Sun, August 10, 12:00 to 1:30pm, West Tower, Hyatt Regency Chicago, Floor: Ballroom Level/Gold, Regency D

Abstract

Description bias of protest events has long been a topic of both theoretical and methodological interest for political sociologists and social movement scholars relying on newspaper data. Institutional mediation theory suggests that protest news coverage varies along two core discursive dimensions---substance and sentiment---and variation along these dimensions is a function of how coverage is "mediated" through news-organizational, movement, and political contexts. This paper adds to the literature on description bias, and institutional mediation accounts in particular, by going beyond the typical bipolar treatment of sentiment. We argue that the body mediates our conceptualization of "good" and "bad," and this is reflected in how the concept is externalized in the written word. We explore how the embodiment of knowledge structures bias in news media coverage. By "grounding" sentiment in this way, we argue that negative descriptions will use language that is associated with the somatic and profane. While we expect this to be the case for situations in which it could be literal (e.g., acts of violence), we argue that it will also be the case when such negative descriptive language is metaphorical---e.g., when the attentional focus of the protest event itself is fundamentally embodied, such as protest focused on issues of race and ethnicity. Analytically, we rely on a popular protest event dataset and merge the entries with the original newspaper articles from which the data were derived. We use diachronic word embeddings and panel models to find that protest events with disruptive actions---such as violence, property damage, or deaths---prime somatic and profane descriptions.
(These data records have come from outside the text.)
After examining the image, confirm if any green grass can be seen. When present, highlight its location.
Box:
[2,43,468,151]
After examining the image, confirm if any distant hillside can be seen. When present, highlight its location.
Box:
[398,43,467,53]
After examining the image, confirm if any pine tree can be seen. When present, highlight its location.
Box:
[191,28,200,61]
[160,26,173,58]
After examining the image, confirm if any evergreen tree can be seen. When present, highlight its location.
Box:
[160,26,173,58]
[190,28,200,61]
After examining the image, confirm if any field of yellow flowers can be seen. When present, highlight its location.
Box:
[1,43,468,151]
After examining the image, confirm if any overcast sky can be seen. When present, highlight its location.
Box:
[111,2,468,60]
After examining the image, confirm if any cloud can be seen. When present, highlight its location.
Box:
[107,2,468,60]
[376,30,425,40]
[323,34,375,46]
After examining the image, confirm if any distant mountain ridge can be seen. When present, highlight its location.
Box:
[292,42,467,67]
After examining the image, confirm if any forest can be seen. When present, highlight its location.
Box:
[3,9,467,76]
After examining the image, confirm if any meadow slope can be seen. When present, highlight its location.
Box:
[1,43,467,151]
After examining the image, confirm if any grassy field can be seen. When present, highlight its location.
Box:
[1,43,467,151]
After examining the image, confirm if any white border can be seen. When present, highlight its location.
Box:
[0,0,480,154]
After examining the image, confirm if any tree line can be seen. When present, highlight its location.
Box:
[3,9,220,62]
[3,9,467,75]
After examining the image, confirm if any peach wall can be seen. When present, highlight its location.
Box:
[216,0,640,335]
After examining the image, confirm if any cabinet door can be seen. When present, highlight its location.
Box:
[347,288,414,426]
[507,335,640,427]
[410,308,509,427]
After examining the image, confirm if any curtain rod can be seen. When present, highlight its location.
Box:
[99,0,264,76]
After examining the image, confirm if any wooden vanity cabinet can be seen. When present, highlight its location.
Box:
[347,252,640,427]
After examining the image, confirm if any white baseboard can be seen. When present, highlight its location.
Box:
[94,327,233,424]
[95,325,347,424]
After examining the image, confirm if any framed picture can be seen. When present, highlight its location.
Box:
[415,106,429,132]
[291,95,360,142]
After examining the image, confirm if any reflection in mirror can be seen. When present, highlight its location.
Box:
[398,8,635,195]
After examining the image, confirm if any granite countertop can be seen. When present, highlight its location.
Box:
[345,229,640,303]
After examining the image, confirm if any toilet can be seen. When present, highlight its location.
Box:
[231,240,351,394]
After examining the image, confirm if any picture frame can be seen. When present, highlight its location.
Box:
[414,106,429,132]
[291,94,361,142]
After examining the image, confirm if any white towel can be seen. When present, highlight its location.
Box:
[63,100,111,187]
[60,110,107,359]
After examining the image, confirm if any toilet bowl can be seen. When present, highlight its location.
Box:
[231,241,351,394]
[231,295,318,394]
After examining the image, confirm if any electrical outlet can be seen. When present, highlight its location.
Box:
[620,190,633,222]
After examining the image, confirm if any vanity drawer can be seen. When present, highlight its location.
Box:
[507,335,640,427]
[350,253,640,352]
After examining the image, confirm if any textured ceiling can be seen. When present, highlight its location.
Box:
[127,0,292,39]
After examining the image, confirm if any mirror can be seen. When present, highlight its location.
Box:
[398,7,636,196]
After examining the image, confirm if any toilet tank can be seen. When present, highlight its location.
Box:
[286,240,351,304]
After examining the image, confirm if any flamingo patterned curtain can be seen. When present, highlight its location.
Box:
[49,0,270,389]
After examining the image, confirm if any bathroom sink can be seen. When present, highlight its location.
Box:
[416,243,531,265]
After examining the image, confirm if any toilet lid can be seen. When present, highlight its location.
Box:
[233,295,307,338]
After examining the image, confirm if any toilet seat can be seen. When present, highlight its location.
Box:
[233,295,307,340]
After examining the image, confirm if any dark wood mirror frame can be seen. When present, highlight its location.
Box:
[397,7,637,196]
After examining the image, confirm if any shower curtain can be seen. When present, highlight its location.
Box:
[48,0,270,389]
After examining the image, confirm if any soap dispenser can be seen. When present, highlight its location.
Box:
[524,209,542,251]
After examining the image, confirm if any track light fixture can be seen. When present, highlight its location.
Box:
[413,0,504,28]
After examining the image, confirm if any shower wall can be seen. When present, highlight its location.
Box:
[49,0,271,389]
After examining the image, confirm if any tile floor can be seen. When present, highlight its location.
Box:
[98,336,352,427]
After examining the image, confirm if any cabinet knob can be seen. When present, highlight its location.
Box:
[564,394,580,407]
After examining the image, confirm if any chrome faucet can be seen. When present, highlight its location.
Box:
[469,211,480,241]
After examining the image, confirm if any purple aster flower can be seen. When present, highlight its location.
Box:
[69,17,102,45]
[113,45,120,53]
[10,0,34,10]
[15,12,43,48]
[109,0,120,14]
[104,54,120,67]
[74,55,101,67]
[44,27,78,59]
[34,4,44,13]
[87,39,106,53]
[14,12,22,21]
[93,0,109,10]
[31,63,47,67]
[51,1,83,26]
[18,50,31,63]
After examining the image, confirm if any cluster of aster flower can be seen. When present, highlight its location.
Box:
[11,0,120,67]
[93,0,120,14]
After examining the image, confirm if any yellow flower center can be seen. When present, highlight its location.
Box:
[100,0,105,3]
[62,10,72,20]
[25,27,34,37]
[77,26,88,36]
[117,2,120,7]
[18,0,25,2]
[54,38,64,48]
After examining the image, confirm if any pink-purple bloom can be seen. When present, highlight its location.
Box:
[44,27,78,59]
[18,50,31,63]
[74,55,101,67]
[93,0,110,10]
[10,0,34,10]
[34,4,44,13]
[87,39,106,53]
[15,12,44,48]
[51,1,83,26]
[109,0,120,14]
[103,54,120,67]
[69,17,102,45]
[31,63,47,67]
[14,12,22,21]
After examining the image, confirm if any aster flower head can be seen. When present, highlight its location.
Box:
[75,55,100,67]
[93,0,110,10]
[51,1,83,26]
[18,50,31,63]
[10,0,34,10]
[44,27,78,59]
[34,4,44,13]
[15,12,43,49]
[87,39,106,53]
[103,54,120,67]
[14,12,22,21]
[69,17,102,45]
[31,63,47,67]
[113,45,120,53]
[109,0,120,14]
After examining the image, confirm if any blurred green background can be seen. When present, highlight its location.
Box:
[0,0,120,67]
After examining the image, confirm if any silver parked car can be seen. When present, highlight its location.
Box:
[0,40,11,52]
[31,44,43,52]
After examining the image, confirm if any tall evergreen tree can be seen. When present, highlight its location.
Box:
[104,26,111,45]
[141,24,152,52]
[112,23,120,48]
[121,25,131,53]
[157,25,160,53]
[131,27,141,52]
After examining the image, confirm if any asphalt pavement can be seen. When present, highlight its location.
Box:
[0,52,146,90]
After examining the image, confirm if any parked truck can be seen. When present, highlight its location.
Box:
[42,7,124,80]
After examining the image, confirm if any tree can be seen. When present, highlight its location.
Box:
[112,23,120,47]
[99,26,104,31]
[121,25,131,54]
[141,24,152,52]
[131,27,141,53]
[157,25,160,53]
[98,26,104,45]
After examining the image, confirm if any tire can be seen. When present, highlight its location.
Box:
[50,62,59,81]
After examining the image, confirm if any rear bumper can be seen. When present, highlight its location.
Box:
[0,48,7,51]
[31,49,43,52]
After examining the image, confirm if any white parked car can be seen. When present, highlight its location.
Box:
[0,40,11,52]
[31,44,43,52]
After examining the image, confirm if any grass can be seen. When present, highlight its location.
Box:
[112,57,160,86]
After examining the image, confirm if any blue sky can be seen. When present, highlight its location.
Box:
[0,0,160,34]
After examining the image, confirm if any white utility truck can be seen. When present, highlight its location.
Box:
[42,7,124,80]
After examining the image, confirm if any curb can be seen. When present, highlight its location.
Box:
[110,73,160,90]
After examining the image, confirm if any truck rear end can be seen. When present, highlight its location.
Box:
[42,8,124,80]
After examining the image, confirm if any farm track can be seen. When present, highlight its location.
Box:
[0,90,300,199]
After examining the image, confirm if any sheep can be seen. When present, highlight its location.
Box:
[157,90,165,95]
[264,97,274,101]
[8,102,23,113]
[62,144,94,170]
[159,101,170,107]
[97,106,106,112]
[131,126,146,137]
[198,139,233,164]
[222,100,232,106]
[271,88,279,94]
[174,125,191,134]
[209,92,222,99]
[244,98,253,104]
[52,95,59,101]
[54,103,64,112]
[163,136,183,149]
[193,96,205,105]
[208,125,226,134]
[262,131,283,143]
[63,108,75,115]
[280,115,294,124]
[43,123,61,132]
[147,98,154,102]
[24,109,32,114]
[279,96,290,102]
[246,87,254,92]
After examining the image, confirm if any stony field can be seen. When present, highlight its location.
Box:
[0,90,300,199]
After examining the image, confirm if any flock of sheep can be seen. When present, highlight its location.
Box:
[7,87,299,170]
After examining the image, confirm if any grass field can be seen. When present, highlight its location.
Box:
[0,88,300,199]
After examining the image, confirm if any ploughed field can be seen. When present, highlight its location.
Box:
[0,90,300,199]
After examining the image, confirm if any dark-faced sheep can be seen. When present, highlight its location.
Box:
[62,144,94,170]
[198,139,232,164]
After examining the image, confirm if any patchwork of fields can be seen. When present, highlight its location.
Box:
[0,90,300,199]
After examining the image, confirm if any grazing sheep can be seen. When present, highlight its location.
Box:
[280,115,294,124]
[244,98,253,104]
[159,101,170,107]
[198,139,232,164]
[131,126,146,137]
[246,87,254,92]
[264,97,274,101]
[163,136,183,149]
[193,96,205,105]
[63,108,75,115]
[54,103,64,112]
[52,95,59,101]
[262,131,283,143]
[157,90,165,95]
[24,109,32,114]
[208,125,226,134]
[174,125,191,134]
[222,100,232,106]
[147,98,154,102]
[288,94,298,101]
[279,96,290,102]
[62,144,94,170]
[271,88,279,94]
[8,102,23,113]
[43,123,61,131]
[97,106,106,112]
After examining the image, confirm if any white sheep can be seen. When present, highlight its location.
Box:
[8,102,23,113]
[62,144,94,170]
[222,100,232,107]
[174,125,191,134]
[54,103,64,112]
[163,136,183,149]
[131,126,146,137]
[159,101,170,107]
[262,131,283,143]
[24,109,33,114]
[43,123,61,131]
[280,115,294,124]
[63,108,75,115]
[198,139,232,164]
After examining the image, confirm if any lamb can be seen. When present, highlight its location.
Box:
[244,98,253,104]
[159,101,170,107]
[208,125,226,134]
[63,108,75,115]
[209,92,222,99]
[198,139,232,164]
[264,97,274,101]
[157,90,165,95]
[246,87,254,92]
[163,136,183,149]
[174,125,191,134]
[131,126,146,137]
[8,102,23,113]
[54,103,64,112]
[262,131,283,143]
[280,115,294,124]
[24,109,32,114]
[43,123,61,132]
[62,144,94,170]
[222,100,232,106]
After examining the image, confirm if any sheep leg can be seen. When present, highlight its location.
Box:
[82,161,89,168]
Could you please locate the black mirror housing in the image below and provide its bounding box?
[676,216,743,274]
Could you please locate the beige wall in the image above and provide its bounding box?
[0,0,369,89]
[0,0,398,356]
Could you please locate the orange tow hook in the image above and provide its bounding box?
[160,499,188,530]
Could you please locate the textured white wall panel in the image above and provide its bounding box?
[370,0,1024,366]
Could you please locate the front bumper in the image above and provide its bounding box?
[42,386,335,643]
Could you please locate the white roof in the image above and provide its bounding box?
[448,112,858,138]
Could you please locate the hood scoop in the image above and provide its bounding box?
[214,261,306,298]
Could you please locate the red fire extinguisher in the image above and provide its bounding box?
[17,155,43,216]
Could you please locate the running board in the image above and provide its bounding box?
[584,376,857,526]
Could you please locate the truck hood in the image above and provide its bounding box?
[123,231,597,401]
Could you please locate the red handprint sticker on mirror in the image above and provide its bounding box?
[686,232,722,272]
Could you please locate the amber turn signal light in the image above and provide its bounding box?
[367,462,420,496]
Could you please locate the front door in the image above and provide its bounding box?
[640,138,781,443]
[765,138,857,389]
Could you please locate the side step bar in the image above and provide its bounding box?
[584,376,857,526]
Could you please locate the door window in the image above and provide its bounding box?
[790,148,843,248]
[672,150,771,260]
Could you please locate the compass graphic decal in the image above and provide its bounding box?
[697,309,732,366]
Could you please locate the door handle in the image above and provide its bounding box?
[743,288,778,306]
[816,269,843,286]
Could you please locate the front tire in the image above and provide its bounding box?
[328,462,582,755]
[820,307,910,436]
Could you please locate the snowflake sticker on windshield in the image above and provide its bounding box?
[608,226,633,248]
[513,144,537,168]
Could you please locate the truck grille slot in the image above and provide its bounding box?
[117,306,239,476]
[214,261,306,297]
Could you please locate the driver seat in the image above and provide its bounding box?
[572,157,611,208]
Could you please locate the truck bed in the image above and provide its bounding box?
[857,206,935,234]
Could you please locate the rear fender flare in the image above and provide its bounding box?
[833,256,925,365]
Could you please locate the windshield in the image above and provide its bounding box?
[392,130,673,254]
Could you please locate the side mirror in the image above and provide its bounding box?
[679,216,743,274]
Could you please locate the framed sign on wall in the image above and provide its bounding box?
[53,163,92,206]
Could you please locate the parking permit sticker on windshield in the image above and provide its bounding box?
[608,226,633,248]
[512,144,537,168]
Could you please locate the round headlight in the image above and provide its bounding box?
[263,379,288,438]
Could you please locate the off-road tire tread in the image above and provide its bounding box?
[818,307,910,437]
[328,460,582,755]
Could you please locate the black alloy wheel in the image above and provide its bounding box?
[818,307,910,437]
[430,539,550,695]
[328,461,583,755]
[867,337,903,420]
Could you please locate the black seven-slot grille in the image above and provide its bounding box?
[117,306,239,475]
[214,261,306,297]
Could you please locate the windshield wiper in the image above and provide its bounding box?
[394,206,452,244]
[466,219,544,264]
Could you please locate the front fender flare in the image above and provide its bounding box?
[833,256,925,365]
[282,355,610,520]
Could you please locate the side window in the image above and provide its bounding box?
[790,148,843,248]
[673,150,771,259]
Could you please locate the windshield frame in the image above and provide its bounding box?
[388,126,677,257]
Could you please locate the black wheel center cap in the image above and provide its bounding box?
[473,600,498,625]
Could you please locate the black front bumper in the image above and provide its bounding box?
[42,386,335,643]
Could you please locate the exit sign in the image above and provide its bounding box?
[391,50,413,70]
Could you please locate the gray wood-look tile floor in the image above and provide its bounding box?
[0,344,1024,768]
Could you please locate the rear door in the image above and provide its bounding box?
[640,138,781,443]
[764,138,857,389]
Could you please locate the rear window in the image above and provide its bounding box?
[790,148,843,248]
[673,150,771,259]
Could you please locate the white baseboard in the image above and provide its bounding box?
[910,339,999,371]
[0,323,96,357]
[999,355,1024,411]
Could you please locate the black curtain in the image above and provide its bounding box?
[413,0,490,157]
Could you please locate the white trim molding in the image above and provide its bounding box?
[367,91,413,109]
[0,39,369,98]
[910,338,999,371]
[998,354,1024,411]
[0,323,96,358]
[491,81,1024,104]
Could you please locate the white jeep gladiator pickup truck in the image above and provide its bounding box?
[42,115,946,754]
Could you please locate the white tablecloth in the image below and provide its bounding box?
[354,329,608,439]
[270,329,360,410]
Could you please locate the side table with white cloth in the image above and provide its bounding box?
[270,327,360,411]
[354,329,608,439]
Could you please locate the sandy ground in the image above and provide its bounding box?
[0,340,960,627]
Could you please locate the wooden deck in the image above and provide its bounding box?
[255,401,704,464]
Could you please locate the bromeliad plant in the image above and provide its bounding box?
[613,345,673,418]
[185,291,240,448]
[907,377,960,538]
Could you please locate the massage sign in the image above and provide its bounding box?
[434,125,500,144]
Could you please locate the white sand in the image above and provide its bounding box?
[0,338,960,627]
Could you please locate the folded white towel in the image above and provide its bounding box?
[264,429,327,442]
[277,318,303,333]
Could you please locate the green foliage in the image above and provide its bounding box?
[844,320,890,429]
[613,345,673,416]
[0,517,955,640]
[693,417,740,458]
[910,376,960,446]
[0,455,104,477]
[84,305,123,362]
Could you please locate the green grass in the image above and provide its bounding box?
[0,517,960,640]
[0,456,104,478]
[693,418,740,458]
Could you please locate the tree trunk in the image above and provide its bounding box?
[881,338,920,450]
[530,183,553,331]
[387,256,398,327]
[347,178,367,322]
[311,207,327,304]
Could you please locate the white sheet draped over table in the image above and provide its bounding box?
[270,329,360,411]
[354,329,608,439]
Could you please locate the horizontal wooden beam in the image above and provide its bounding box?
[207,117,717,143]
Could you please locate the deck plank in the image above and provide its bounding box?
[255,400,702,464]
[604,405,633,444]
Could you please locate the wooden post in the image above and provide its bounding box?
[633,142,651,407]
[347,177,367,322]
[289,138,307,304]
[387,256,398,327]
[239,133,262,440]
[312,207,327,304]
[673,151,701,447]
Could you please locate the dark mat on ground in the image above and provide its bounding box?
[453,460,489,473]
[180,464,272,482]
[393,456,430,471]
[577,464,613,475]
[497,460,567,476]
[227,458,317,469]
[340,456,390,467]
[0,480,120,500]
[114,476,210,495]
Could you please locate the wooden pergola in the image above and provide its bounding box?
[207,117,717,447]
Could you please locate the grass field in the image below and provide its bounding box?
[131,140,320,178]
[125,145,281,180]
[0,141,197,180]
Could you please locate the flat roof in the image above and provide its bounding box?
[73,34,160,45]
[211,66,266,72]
More importantly, though, we also find that somatic and profane descriptions are more common when the primary targets are racial-ethnic groups, and this remains the case regardless of whether disruptive actions are present. These findings further not only scholarly conversations on protest news coverage, but also on cultural evolution more broadly by underscoring the role of embodied cognitive processes for discursive change over time.